The take-home message: First, if you agree with Politifact, it's a rough indication of who is more trustworthy. If you reject Politifact's conclusions, just invert the true/false interpretations. Second, you can see who resembles each other in terms of trustworthiness.


I gathered the profiles from Politifact of the candidates mentioned in Ballotpedia for the 2020 Presidential election. I used the "R" statistical language and the "ape", "clue", "cluster", "protoclust", "multinomialCI" and "GMD" packages. Unfortunately, when I looked people up on Politifact, several candidates had no Politifact profile or too few entries in the profile. I ended up with 13 candidates plus Mike Pence.

Comparing them required a distance metric. I could have assigned scores to each ruling level and then calculated an average total per ruling. While this might be tempting, it is also wrong. Why is it wrong? Because that method would make a loose cannon the same as a muddled fence-sitter. Imagine a candidate who only tells the complete truth or complete lies. If you assign scores and average, this will come out being the same as a candidate who never commits but only makes halfway statements. Such people need to show up as distinct in any valid comparison.

Fortunately, there are other ways to handle this question. I decided to use a metric based on the "chi squared distance". Chi squared distance is based on the square of the difference between two counts divided by the average of the two counts. It's used for comparing histograms, and a profile like Politifact's is easy to represent with a histogram. However, a raw chi distance depends very much upon the total, and the totals were very different among candidates. The solution to this was easy, of course. I just took the relative counts (count divided by total) for each candidate.

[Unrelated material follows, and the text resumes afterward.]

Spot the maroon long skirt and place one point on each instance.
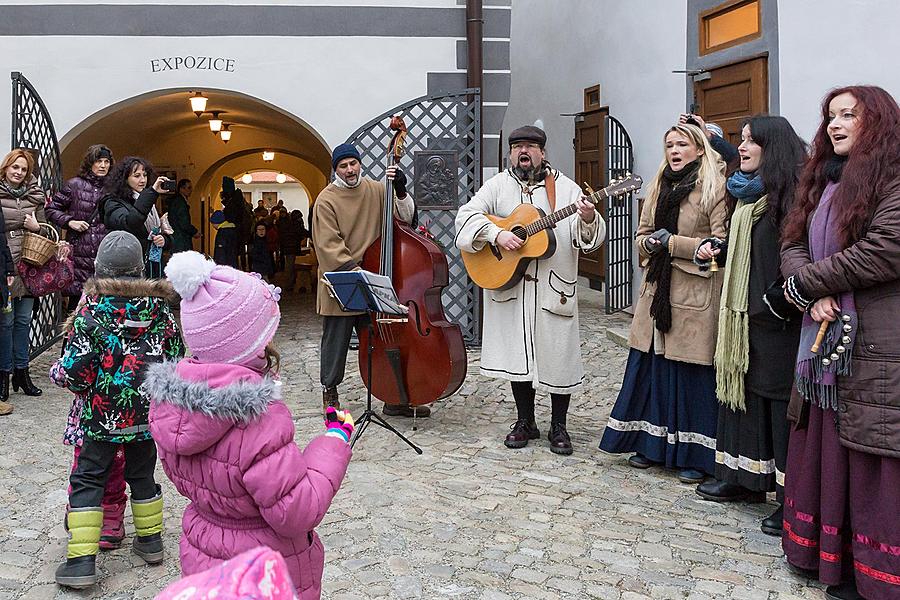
(842, 510)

I needed one more element for my metric. Politifact does not rate every single statement someone makes. They pick and choose. Eventually, if they get enough statements, their profiles probably present an accurate picture, but until they get a very large number of statements, there is always some uncertainty. Fortunately, multinomialCI estimates that uncertainty. I ran the counts through multinomialCI and got a set of "errors" for each candidate. I combined these with the chi distances to obtain "uncertainty-corrected distance" between each candidate. Long story short, this was done by dividing the chi distance by the square root of the sums of the squares of the errors. What that meant is that a candidate with a large error (few rulings) was automatically "closer" to every other candidate due to the uncertainty of that candidate's actual position.

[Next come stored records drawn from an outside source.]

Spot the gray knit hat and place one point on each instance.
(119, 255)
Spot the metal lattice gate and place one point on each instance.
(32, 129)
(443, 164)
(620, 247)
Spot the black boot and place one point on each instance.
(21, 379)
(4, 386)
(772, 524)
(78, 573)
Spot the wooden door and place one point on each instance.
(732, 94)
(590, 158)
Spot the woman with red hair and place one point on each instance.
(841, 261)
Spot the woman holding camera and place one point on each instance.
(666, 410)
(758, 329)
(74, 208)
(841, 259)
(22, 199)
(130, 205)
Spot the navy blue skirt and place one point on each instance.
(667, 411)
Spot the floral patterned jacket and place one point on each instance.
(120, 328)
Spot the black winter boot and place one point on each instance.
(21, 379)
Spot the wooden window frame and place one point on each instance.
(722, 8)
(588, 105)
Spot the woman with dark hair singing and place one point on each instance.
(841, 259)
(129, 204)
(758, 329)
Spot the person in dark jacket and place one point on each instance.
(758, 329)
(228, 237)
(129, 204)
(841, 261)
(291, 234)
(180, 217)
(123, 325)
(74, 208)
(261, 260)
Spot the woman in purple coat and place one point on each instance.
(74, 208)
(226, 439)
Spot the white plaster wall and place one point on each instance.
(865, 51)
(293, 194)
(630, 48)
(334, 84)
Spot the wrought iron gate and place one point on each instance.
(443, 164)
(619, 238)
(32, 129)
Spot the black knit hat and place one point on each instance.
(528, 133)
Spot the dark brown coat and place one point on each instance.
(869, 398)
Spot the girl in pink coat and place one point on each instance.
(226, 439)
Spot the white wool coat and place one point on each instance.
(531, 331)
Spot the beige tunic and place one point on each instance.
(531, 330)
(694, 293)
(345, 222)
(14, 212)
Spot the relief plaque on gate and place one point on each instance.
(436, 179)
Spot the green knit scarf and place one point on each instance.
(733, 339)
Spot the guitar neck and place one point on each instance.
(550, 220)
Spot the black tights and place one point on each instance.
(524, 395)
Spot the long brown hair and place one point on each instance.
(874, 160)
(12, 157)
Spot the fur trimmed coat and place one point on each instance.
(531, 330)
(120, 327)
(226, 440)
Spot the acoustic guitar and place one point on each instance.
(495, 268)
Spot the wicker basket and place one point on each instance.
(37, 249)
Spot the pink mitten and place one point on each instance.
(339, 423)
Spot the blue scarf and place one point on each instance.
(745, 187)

I then created a hierachical tree using protoclust. Protoclust is a type of hierarchical clustering method that optimizes several factors. In addition, it calculates which of the nodes (candidates) in a cluster is the "prototype"--the node that most resembles the cluster as a whole. That's where the cluster names of "Harris" and "Castro" came from. They resemble their cluster as a whole and are good stand-ins. So, I had my tree, but that doesn't tell you how to "cut" the tree to produce clusters. For that, I turned to the "elbow method".

The elbow method is an old statistical rule of thumb. Basically, any set of "clustering" has multiple ways you can slice it to say "these things fall into those groups and smaller groups don't really matter". The "elbow method" compares the "variance" of each possible way of cutting the clusters and charts them on the basis of number of clusters vs. "variance explained" by that number of clusters. The math is not trivial. I plotted the "variance explained" vs. the number of clusters too look for a "scree" or an "elbow".In this case, my elbow was at four clusters.

The case of Mr. Yang

Is Yang really all that close to Trump? The truth is that Yang has few statements, the fewest in the data set. The fewer the statements, the higher the uncertainty. Yang's apparent closeness to Trump could be an illusion due to the high uncertainty in his "real" placement. That being said, what few statements he made did include a Pants on Fire and a False. Perhaps time will tell, or perhaps Mr. Yang will drop out before we hear much more from him.